Um ramo ainda mais retorcido da cultura stan recruta o aleatório para a guerra cultural contra a diversidade. Star Wars: The Last Jedi e o remake feminino de Ghostbusters foram ambos interpretados como insultos “acordados” aos fãs “verdadeiros” dessas franquias, a maioria deles branca e masculina, e por isso mereceram ser retalhados no Twitter, YouTube e Tomates Podres, juntamente com indivíduos como o diretor Rian Johnson e o ator Kelly Marie Tran. Este tipo de estande se sobrepõe à cultura online da alt-direita, onde agressões selvagens e memes irônicos são muitas vezes inextricáveis. É tudo uma piada, até que não é.

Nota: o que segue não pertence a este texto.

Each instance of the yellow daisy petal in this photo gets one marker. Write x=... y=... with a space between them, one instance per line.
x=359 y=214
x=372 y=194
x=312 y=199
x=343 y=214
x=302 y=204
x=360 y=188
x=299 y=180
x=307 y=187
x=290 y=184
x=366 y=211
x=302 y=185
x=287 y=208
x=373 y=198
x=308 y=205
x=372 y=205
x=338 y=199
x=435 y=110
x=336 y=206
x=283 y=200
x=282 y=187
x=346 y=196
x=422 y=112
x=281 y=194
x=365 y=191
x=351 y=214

Então o que alguém gostaria que Stan estivesse fazendo em 2020? Ele certamente não se sentiria mais sozinho. Ele poderia pertencer a uma milícia do Twitter de fãs do Eminem, desabafando ao tweetar memes abusivas em um crítico por ter dado o último álbum 5.8 do rapper no Pitchfork. Ou, dado que ele é um jovem branco perturbado, ressentido e misógino, há um cenário mais sombrio. Talvez, em vez disso, ele estivesse andando com racistas e incels em quadros de mensagens como o 8chan, nadando em teorias de conspiração violenta e enfurecido contra as mulheres. Eminem pode não ter previsto que a palavra “stan” se tornasse sinônimo de fandom online, mas ele nos advertiu que isso não terminaria bem: “Ainda bem que te inspiro, mas Stan, porque estás tão zangado?”